Une série de son temps qui pille ses références et s'en amuse


D'autres critiques reprochent à l'inverse à Stranger Things de ne pas avoir opté pour une réalisation en mode à la Spielberg ou à la Carpenter... C'est critiquer la série pour ce qu'elle ne fait pas et pas pour ce qu'elle fait et c'est donc injuste. C'est oublier que c'est d'une série dont il s'agit et pas d'un film. Doit-on reprocher à Hergé de ne pas concevoir ses vignettes de BD comme David concevait ses tableaux ? Une BD n'est pas un tableau comme une série d'une chaîne à péage n'est pas un film de cinéma. C'est oublier que Stranger Things n'est pas une série des années 1980, mais bien une série contemporaine pensée et produite pour le public d'aujourd'hui, notamment les jeunes qui vivent sur un autre rythme d'hyperstimulation par écrans de toute sorte que ceux des années 1980. C'est aussi oublier que Spielberg, que j'adore par ailleurs, est capable d'être chiant comme la mort et que ça lui arrive au moins une fois sur deux. C'est oublier que Carpenter (que j'aurais voulu être) n'est pas regardable par toute la famille. Stranger Things est rythmé et efficace comme... un vidéo clip des années 1980, enfin les meilleurs, parce que non, tout n'était pas bon dans les années 1980.


Ce qui me conduit à parler de musique... La bande originale évoque les films de Carpenter avec ce synthétiseur horrible qu'on a aimé détester à l'époque plus souvent qu'autrement parce qu'il était capable de gâcher tout un film à lui tout seul (remember Lady Hawk). Un synthé qui est par ailleurs tellement efficace pour mettre l'ambiance sur fond de rythme cardiaque. Et puis ben, les Clash quoi!!! Et toutes ces radios stars qu'on n'entendait pas toujours à la radio, pas en France du moins, tant les radios FM se sont vite faites les relais des maisons de disque en mode contrôle de l'offre. Soyons clair, en France c'était plutôt Téléphone et Jean-Jacques Goldman que les Smiths. Les qui ? dirait ma mère. Non, pas les Who, les Smiths, mais laisse tomber maman, lui répondrais-je.

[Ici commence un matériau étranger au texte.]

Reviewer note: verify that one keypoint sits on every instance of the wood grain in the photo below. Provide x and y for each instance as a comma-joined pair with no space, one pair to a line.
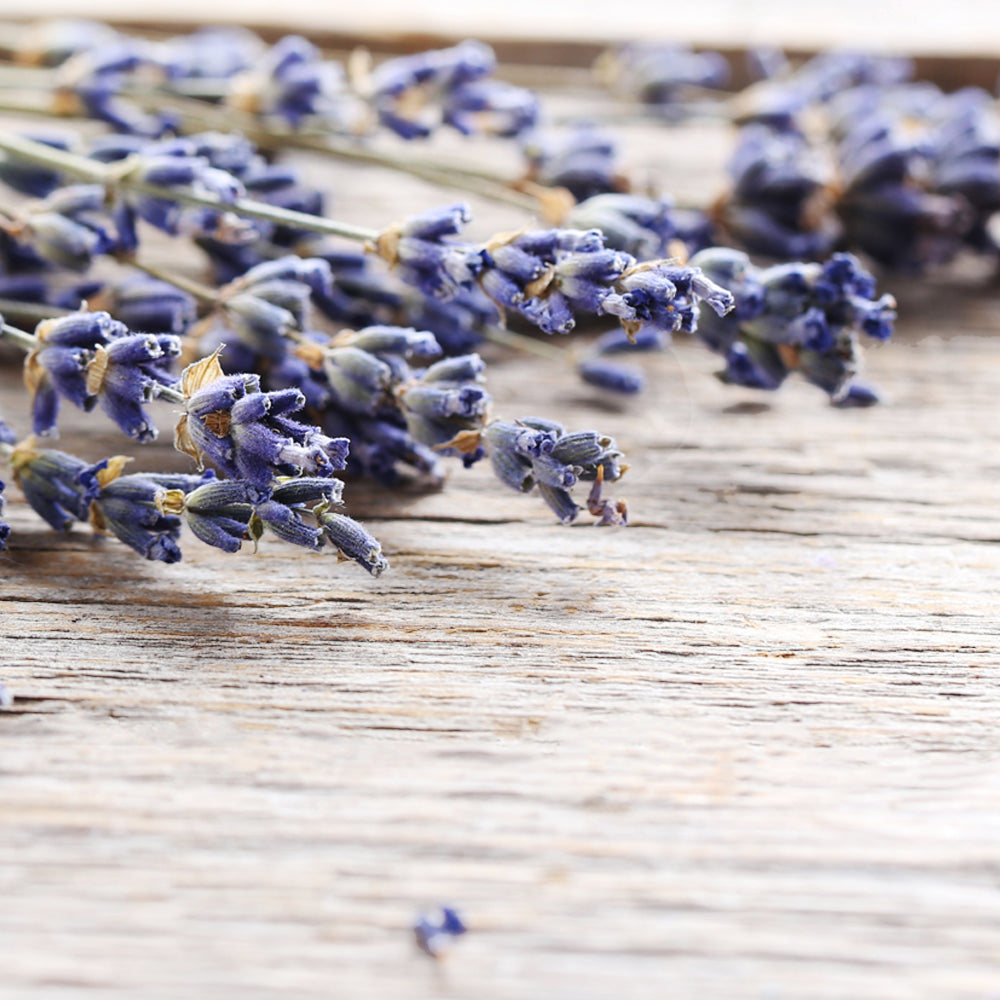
747,747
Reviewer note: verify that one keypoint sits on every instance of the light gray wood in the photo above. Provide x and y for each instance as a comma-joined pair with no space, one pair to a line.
747,747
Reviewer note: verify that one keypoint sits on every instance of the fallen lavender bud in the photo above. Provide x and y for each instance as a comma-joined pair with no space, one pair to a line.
4,526
435,933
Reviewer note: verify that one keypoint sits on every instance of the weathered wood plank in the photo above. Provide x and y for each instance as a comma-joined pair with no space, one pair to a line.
746,747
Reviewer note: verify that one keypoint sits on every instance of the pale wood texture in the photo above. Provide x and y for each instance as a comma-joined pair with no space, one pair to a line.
747,747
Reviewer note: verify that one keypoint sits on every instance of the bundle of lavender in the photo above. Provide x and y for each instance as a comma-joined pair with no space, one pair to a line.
306,358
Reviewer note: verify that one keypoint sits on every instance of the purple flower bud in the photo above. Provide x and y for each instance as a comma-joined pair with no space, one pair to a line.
491,107
625,379
248,434
435,933
582,161
49,481
125,506
537,453
291,82
218,512
353,541
125,375
58,366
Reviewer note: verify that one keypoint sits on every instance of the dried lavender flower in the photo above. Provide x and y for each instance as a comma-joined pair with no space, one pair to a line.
795,317
57,368
584,161
536,453
352,541
128,373
445,406
68,228
125,506
547,275
291,82
248,434
50,483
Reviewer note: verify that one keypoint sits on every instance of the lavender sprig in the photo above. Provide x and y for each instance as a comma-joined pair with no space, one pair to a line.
796,317
249,434
90,358
534,453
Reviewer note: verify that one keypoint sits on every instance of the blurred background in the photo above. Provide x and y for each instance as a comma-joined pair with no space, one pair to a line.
969,26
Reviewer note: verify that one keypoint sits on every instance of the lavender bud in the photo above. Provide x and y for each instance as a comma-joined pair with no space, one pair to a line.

Stranger Things est bourrées de citations, c'est vrai, mais sans bercer dans l'hommage, ni dans le pompage, ce qui est finalement le plus beau clin d’œil à ce cinéma qui n'existe plus ou presque (Super 8 étant un fantôme et c'était déjà en 2011). Les frères Duffers qui sont à la baguette multiplient les allusions au cinéma des années 1980 sans montrer le moindre intérêt pour les messages ou propos des œuvres et artistes qu'ils dépouillent et ils ont bien raison. « Le mauvais artiste copie, le grand artiste vole », disait Picasso. Je ne suis pas sûr que les Duffers soient de grands artistes, mais ce qui est sûr c'est qu'ils volent ce qui leur semble utile de manière parfaitement irrévérencieuse, on frise même le cabotinage. Mais ça marche! Avec ou sans les références.


Pas juste des références, mais aussi un portrait des années 1980


Même le casting en devient amusant du fait des références à River Phoenix ou John Cusack, à la jeune Wynona (Heathers), à Matthew Modine (Private School) et d'autres. Les mentions de Stephen King ou Tolkien (ne vous avisez pas de confondre le Hobbit avec Le seigneur des anneaux), et surtout la place accordée à D&D (Mireille Dumas, si tu nous lis... cette série est aussi faite pour toi !) sont vraiment chouettes avec les vrais livres et la boîte et tout et même la typographique des publications rôlistes qui est reprise pour annoncer les épisodes, pardon les « chapitres » de la campagne. En parlant de typo, celle utilisée pour le titre de la série évoque tout à la fois les couvertures des livres de Stephen King, un comic book comme Doctor Strange, l'affiche du film Prince of Darkness de Caprenter de même que le logo de Lucas Film (celui avec le vert scintillant).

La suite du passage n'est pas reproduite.